In [7]:
import nltk
from nltk.util import ngrams
from collections import Counter, defaultdict
import re

nltk.download('punkt')

text = """
Natural language processing (NLP) is a machine learning technology that gives computers the ability to interpret, manipulate, 
and comprehend human language.
"""

def tokenize(text):
    text = text.lower()
    words = nltk.word_tokenize(text)
    return words

def compute_bigram_model(tokens):
    bigrams = ngrams(tokens, 2)
    bigram_counts = Counter(bigrams)
    unigram_counts = Counter(tokens)
    
    bigram_model = defaultdict(lambda: defaultdict(float))
    
    for (word1, word2), count in bigram_counts.items():
        bigram_model[word1][word2] = count / unigram_counts[word1]
        
    return bigram_model

def predict_next_word(bigram_model, word):
    if word in bigram_model:
        next_words = bigram_model[word]
        sorted_next_words = sorted(next_words.items(), key=lambda x: x[1], reverse=True)
        return sorted_next_words
    else:
        return []

tokens = tokenize(text)

bigram_model = compute_bigram_model(tokens)

input_word = "language"
predictions = predict_next_word(bigram_model, input_word)

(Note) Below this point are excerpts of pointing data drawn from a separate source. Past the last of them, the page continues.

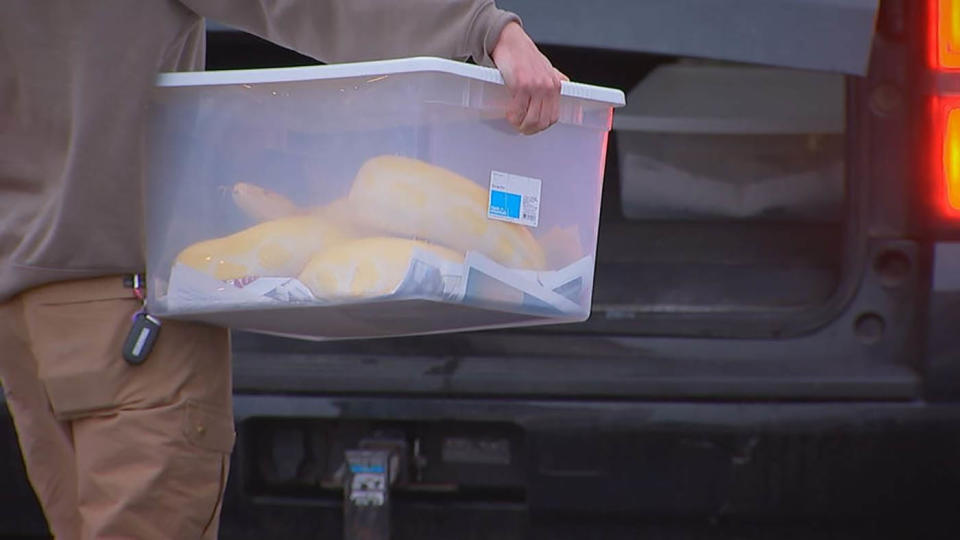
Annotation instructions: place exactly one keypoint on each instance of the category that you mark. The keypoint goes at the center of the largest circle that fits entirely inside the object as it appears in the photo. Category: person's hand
(534, 83)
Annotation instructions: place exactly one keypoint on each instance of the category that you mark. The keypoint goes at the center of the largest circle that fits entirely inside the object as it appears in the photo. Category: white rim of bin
(589, 92)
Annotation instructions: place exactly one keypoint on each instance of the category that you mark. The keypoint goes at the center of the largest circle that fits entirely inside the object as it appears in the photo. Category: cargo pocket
(211, 431)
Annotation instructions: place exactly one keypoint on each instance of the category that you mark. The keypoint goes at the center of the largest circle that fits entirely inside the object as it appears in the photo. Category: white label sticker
(514, 198)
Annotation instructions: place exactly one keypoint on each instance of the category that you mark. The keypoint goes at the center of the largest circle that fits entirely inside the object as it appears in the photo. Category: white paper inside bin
(434, 296)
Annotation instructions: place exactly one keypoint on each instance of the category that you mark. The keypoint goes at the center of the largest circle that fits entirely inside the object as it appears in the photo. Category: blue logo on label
(504, 204)
(361, 469)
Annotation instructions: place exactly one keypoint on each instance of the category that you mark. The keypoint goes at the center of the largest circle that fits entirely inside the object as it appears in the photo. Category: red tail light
(947, 160)
(945, 34)
(944, 55)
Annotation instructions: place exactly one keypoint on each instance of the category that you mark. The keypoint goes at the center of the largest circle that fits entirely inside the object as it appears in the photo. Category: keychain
(144, 329)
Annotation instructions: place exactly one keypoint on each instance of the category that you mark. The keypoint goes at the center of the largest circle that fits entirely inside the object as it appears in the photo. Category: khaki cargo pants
(113, 450)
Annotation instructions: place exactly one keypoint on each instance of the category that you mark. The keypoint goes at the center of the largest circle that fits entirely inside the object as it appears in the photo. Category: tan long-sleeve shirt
(75, 79)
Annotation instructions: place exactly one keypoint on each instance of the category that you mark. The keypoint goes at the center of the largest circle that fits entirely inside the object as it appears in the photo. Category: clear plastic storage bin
(370, 199)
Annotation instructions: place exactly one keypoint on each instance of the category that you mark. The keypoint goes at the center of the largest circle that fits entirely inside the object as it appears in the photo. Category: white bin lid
(713, 99)
(378, 68)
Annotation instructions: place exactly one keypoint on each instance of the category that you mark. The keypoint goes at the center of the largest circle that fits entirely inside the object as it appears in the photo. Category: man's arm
(353, 30)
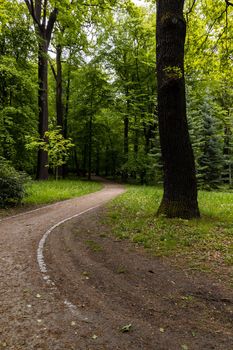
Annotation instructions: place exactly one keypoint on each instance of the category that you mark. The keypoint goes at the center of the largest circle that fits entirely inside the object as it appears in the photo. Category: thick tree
(180, 190)
(44, 26)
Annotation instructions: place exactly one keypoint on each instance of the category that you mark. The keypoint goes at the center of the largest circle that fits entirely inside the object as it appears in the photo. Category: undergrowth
(206, 242)
(42, 192)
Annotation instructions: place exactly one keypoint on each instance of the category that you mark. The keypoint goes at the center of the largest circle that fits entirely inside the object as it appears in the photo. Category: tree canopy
(102, 87)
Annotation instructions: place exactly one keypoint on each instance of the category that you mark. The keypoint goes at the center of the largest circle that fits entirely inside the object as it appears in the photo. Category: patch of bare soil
(127, 299)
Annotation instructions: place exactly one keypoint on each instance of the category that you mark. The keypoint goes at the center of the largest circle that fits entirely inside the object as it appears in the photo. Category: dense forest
(97, 108)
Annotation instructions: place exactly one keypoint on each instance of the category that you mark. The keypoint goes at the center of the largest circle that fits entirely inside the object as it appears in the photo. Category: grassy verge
(205, 244)
(50, 191)
(44, 192)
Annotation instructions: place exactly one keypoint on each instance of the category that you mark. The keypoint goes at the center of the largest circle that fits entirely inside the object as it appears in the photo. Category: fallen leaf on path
(126, 328)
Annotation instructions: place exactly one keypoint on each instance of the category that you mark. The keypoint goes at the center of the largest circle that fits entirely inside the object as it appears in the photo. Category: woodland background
(102, 62)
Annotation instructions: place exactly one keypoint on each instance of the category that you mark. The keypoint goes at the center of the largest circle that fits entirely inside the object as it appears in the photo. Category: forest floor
(102, 292)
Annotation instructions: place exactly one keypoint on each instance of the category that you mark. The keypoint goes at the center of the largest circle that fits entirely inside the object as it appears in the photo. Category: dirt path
(114, 284)
(32, 313)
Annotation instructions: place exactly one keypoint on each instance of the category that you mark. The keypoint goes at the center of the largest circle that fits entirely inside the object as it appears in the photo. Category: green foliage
(50, 191)
(12, 183)
(108, 78)
(204, 243)
(56, 145)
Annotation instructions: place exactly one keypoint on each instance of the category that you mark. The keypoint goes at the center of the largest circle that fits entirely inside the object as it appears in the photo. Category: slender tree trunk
(42, 160)
(180, 190)
(43, 26)
(59, 93)
(90, 148)
(65, 119)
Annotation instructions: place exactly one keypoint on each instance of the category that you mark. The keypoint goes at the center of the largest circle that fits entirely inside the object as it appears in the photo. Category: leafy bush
(11, 184)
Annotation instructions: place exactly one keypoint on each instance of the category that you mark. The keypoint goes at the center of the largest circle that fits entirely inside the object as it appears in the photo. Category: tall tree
(180, 189)
(44, 24)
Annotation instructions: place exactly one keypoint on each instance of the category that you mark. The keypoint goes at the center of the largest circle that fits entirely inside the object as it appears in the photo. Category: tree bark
(42, 160)
(180, 189)
(59, 95)
(43, 27)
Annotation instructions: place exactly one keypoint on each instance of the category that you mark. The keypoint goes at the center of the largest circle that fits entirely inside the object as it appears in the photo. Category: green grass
(44, 192)
(205, 243)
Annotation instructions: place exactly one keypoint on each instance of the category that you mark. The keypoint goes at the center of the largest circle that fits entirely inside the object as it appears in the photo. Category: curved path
(32, 313)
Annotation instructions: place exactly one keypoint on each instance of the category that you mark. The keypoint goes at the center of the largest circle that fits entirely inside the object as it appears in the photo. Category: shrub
(11, 184)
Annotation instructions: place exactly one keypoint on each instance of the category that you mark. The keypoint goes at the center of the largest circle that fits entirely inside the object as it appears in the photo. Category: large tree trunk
(42, 162)
(180, 190)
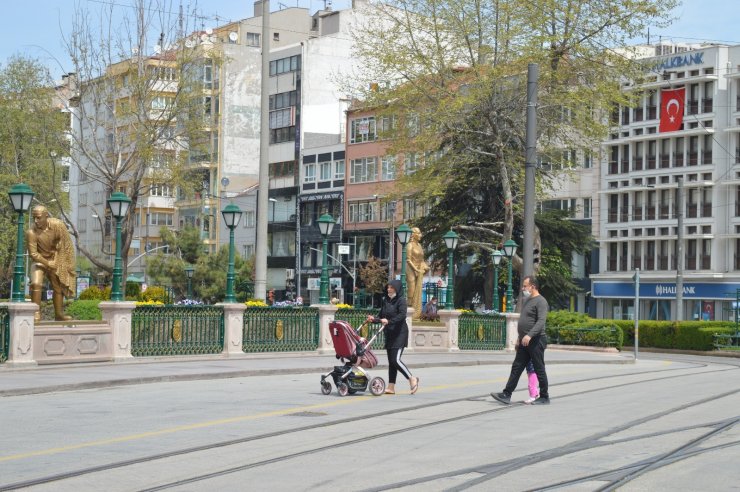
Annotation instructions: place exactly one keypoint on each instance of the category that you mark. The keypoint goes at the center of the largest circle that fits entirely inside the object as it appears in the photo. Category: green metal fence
(356, 317)
(280, 329)
(177, 330)
(4, 334)
(481, 331)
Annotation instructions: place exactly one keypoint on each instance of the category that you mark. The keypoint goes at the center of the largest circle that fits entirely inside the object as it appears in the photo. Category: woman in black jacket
(393, 316)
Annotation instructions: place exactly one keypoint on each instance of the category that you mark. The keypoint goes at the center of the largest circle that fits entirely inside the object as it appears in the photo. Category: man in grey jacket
(530, 344)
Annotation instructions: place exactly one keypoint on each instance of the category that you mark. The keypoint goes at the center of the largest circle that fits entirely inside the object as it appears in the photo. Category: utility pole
(530, 165)
(679, 250)
(260, 267)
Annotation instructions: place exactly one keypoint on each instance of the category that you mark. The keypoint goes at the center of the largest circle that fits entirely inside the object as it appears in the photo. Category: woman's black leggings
(396, 365)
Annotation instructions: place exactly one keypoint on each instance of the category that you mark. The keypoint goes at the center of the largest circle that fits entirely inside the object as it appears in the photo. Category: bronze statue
(416, 267)
(53, 255)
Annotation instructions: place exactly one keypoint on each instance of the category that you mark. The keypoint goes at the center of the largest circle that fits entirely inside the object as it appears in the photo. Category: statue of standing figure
(51, 250)
(416, 267)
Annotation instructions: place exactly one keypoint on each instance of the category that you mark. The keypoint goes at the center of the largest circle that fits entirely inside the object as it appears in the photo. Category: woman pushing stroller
(393, 317)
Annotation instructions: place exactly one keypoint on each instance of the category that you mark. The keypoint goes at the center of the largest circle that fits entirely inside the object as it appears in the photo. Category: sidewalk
(46, 379)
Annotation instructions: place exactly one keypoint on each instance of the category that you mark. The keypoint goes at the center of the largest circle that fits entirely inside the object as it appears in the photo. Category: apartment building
(683, 135)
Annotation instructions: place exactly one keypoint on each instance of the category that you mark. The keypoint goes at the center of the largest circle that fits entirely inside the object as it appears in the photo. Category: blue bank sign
(678, 61)
(665, 290)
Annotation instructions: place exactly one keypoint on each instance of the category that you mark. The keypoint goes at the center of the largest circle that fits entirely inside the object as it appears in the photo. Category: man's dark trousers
(535, 352)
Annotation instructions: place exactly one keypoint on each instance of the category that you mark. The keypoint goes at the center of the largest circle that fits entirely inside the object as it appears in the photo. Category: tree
(32, 140)
(453, 87)
(209, 275)
(138, 113)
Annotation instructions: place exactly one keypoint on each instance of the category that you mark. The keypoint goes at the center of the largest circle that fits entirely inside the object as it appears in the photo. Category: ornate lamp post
(232, 215)
(118, 204)
(509, 251)
(189, 274)
(20, 196)
(451, 242)
(496, 255)
(326, 224)
(404, 236)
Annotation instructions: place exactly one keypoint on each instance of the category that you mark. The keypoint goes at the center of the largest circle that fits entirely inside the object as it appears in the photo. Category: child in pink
(534, 384)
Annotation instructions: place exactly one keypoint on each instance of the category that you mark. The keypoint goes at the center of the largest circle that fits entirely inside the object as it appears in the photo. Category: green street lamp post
(509, 251)
(20, 196)
(496, 304)
(118, 204)
(451, 242)
(403, 232)
(326, 224)
(232, 215)
(189, 274)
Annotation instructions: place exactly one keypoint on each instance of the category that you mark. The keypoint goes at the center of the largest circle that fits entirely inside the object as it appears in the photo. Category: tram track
(60, 477)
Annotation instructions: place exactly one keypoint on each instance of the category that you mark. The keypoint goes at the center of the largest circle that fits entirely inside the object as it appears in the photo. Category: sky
(34, 27)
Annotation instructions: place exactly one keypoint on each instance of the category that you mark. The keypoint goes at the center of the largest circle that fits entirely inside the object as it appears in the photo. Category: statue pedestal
(20, 345)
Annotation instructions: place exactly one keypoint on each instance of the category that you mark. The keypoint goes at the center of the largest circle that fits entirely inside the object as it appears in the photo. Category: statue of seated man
(52, 253)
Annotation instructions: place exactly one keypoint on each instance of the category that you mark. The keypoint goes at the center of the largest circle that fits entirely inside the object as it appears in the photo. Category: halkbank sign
(694, 58)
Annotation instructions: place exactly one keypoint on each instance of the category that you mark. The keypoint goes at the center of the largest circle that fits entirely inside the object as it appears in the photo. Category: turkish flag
(671, 109)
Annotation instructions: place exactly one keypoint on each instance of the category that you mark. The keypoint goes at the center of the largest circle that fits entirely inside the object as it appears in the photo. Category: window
(253, 39)
(339, 169)
(388, 168)
(363, 130)
(363, 170)
(248, 219)
(410, 163)
(325, 171)
(285, 65)
(283, 100)
(363, 211)
(310, 175)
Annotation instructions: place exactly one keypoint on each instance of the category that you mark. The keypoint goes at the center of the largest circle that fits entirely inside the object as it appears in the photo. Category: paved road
(662, 423)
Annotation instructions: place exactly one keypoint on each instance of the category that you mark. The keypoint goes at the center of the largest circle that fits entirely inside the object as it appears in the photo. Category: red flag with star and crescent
(671, 109)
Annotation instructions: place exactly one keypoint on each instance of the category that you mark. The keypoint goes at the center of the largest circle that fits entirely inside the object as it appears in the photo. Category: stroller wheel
(377, 386)
(343, 389)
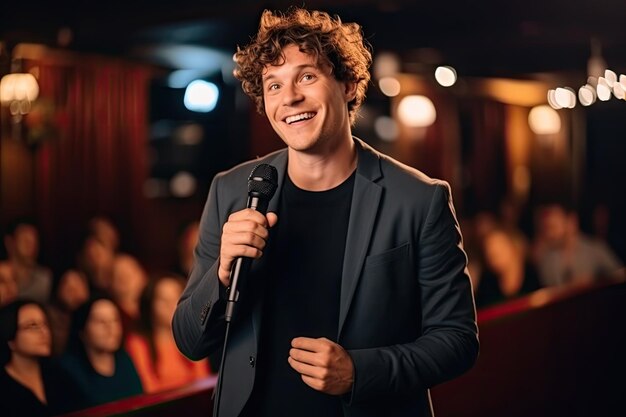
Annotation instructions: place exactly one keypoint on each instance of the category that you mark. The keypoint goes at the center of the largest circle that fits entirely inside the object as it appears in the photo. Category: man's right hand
(243, 235)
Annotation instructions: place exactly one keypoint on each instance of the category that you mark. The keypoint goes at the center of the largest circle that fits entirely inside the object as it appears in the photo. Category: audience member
(96, 358)
(8, 286)
(30, 383)
(71, 291)
(95, 259)
(159, 363)
(508, 272)
(34, 281)
(128, 279)
(564, 254)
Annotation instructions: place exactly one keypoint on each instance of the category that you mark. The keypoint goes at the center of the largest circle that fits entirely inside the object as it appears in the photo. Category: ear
(350, 90)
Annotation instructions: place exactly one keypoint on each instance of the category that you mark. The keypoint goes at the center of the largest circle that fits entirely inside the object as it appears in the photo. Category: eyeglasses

print(f"Next word predictions for '{input_word}':")
for next_word, prob in predictions:
    print(f"{next_word}: {prob:.4f}")


Next word predictions for 'language':
processing: 0.5000
.: 0.5000


[nltk_data] Downloading package punkt to
[nltk_data]     C:\Users\Welcome\AppData\Roaming\nltk_data...
[nltk_data]   Package punkt is already up-to-date!